XP may tell you that you are being very very BAD, so tell XP to go piss up a rope…lol……..
Restart, and voila, you can delete nwwia, xerox etc.
Ref. http://blogs.msdn.com/oldnewthing/archive/2004/11/16/258220.aspx
..you may find an empty C:\Program Files\Xerox directory. What’s that for?
This directory is being watched by Windows File Protection, because it needs to protect the file xrxflnch.exe should it ever show up. (Why does the directory have to exist in order for Windows File Protection to be able to watch it? I’m told it’s a limitation of the Windows File Protection engine. I suspect it may have something to do with the fact that the FindFirstChangeNotification function can’t watch a directory that doesn’t exist.)
Why is xrxflnch.exe so special? I don’t know. My guess is that it’s some file that is frequently overwritten by setup programs and therefore needs to be protected.
hahaha…I’m bookmarking this site!! I haven’t laughed so much from reading a thread about a ‘wtf is this file/folder’ posting.
And yes, i was cleaning up my itsy bitsy master drive when I came upon and tried to delete that NWWIA folder….pffft, oh well, it can stay. I’ve had no troubles with it.
yes, it works ! change sfcfiles to sfcfilesold, reboot win and delete xerox and nwwia
Above adivice about changing name of sfcfiles, did NOT help.
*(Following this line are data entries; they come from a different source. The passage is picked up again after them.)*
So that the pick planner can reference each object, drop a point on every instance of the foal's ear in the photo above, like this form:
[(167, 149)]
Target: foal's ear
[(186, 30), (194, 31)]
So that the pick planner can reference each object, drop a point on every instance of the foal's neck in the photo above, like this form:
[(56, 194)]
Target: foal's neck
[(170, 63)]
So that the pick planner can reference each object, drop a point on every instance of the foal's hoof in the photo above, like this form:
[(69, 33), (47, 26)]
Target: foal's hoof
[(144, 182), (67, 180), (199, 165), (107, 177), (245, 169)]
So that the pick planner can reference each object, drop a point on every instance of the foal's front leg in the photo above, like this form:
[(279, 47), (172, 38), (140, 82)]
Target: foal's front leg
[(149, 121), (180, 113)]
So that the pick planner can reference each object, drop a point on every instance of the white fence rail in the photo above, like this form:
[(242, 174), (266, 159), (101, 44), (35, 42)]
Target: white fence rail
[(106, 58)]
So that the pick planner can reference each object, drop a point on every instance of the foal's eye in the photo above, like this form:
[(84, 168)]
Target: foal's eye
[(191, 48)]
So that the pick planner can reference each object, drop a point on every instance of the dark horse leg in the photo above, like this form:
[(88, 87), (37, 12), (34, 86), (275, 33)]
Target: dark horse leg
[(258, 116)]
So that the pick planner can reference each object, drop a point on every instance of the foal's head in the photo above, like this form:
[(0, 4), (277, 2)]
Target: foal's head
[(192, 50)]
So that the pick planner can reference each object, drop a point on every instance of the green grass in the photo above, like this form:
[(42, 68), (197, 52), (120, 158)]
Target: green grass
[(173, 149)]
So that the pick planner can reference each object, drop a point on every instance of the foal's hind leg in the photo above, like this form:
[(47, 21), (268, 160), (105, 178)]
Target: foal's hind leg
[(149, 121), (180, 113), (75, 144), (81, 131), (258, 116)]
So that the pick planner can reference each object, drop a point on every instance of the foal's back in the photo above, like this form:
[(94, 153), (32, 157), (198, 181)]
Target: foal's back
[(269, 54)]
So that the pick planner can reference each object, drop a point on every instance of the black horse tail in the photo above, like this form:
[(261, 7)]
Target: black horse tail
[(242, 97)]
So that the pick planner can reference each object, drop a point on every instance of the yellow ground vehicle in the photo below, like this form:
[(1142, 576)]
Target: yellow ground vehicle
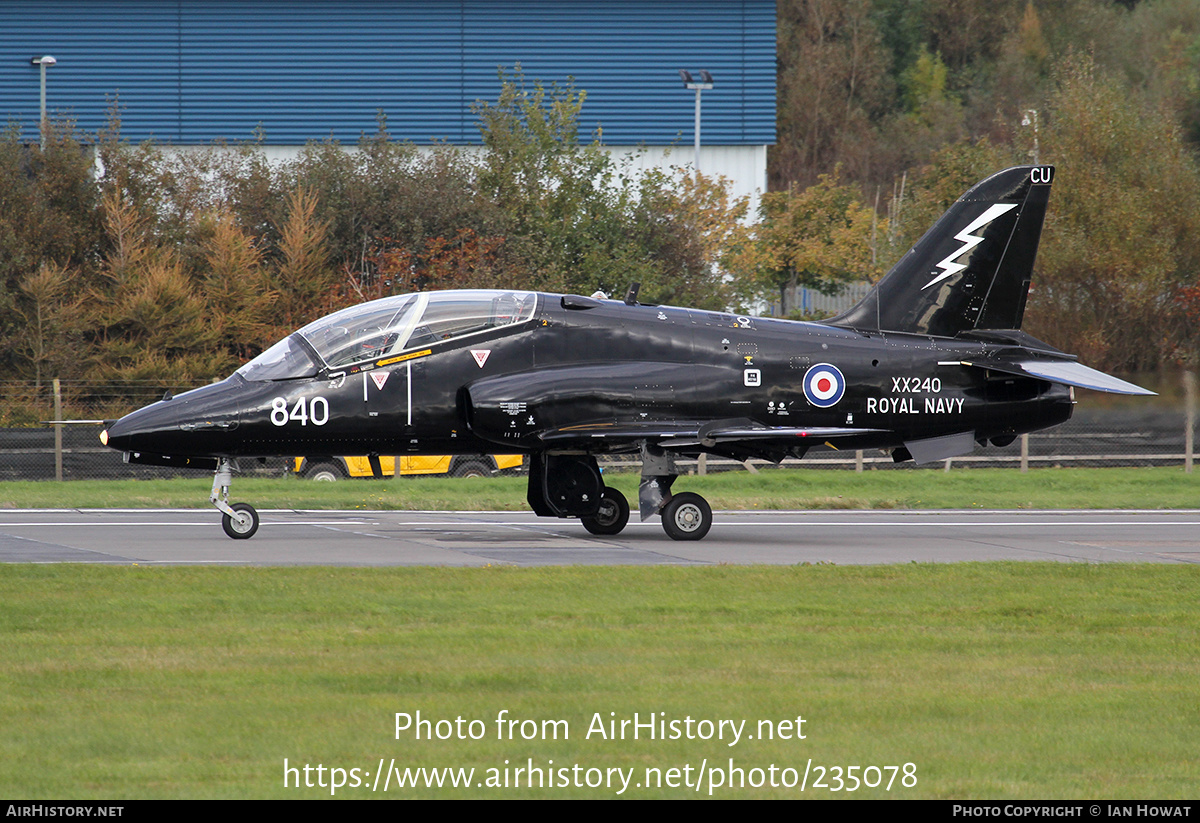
[(460, 466)]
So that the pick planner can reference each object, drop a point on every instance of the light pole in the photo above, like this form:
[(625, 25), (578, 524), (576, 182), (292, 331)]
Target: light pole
[(1031, 119), (43, 62), (706, 82)]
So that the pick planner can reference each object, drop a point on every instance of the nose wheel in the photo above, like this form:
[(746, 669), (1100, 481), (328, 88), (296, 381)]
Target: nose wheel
[(243, 523), (239, 520)]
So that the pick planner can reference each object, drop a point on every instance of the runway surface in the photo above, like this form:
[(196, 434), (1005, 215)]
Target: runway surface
[(193, 536)]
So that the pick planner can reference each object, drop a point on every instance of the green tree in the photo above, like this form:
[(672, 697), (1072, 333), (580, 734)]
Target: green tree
[(820, 238), (1120, 235)]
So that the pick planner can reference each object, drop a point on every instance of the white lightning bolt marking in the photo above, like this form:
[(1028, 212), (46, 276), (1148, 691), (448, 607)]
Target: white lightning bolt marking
[(969, 241)]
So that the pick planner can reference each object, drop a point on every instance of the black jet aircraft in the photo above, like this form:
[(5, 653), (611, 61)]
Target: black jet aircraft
[(930, 364)]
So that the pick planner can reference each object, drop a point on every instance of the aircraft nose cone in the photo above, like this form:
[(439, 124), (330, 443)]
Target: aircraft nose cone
[(145, 430), (192, 424)]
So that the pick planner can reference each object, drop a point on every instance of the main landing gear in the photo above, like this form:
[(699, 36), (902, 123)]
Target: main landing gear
[(239, 520), (571, 486)]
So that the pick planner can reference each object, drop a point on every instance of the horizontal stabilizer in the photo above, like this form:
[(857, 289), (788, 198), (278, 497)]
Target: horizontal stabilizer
[(1067, 372)]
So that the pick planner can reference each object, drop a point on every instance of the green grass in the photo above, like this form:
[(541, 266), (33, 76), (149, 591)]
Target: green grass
[(996, 680), (785, 488)]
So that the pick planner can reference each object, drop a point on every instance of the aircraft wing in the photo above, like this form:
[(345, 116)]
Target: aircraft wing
[(1067, 372), (736, 436)]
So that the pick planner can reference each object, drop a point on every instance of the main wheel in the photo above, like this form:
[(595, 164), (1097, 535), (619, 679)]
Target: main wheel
[(612, 516), (687, 516), (323, 472), (240, 528)]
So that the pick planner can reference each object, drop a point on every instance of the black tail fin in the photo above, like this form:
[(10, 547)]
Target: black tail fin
[(972, 269)]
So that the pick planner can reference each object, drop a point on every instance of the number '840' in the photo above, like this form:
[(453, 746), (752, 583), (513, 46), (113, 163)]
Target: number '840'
[(306, 410)]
XEROX map is still not deleteable, it says its being used by something when I try to delete it. Any advice? As a matter of act I cant change any files from READ ONLY to editable.
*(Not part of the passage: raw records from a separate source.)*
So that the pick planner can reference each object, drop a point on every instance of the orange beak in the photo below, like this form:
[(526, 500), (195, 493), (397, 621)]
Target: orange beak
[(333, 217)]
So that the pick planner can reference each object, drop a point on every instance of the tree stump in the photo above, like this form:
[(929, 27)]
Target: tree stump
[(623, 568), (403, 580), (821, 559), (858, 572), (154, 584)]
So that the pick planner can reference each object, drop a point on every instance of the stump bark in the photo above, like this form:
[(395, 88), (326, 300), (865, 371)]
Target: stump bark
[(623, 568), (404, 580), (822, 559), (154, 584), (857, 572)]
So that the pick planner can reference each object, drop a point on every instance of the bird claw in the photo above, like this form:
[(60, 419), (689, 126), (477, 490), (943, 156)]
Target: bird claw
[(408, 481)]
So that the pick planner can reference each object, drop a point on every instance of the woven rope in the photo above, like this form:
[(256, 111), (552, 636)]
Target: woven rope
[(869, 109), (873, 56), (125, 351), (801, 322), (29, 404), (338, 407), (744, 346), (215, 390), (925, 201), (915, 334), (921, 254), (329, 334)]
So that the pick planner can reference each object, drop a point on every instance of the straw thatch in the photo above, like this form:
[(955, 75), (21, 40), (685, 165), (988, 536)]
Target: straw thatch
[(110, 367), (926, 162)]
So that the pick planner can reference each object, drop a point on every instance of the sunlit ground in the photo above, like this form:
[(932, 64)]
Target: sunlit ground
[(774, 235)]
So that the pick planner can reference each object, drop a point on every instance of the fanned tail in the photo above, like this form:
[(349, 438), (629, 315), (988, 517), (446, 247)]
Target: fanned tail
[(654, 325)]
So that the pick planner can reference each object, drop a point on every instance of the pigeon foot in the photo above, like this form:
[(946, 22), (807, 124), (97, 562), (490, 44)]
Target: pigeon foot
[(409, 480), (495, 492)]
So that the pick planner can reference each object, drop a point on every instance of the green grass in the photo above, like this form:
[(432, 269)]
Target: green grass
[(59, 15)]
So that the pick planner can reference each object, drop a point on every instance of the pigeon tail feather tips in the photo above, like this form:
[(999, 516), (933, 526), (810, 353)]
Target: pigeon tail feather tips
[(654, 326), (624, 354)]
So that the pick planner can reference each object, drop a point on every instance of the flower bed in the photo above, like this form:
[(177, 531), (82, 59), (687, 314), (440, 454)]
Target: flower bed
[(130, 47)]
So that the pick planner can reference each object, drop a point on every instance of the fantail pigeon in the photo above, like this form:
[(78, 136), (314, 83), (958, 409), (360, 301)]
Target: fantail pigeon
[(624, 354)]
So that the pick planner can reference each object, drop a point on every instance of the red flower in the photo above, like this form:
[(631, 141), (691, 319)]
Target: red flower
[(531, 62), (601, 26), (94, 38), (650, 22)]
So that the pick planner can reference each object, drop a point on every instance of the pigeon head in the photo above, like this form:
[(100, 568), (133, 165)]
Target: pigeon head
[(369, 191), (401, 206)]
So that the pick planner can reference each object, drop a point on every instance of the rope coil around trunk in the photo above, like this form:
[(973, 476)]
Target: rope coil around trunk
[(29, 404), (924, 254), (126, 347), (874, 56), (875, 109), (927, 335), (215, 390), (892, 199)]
Just saw that my sfcfiles got recreated automatically by windows after reboot, so now I have both those one and the ones with ‘OLD’ at the end. what what?
—–BEGIN PGP SIGNED MESSAGE—–
Hash: SHA1
Folks, let me really clear about something:
YOU DON’T NEED TO DELETE IT.
It’s benign. It’s not hurting anything. There’s simply no reason to waste a
bunch of time trying to delete it.
Obviously you *should* be able to delete it – the fact that it’s so difficult
is definitely a bug or problem of some sort. But it just doesn’t mater. Just
leave it there, ignore it, and get on with more important things in your life.
Leo
—–BEGIN PGP SIGNATURE—–
Version: GnuPG v1.4.6 (MingW32)
iD8DBQFGTerPCMEe9B/8oqERAkIGAJ9OUpFui6b7fMx7qR2yetS7454mowCfe3h0
s4QMGPvU4lx6MaE2jeobMzs=
=YPD2
—–END PGP SIGNATURE—–
but, how do i delete it?
—–BEGIN PGP SIGNED MESSAGE—–
Hash: SHA1
Sigh. Please read the comment immediately preceding yours.
In my opinion: you don’t.
I’m closing comments on this article since we just seem to be going around in
circles.
Thanks,
Leo
—–BEGIN PGP SIGNATURE—–
Version: GnuPG v1.4.6 (MingW32)
iD8DBQFGZYw+CMEe9B/8oqERAtV7AJ40Sk5fd6WvUbh8W3KIbtsecP5/HACfZNMa
lunxTYOtB4juFkIbaHYWHFQ=
=jShF
—–END PGP SIGNATURE—–
do not found the discussion helpful due to this virus i am not able to listn the songs on my pc
this is not a virus. it is harmless. there is probably a different reason you can’t listen to music.
I gave you the legit answer to this question and you removed it from your site. I can fire up my old laptop and show you the date created for that folder, and i challenge you to find one prior to it. I made the folder and subfolder. Just trying to let people know it’s harmless.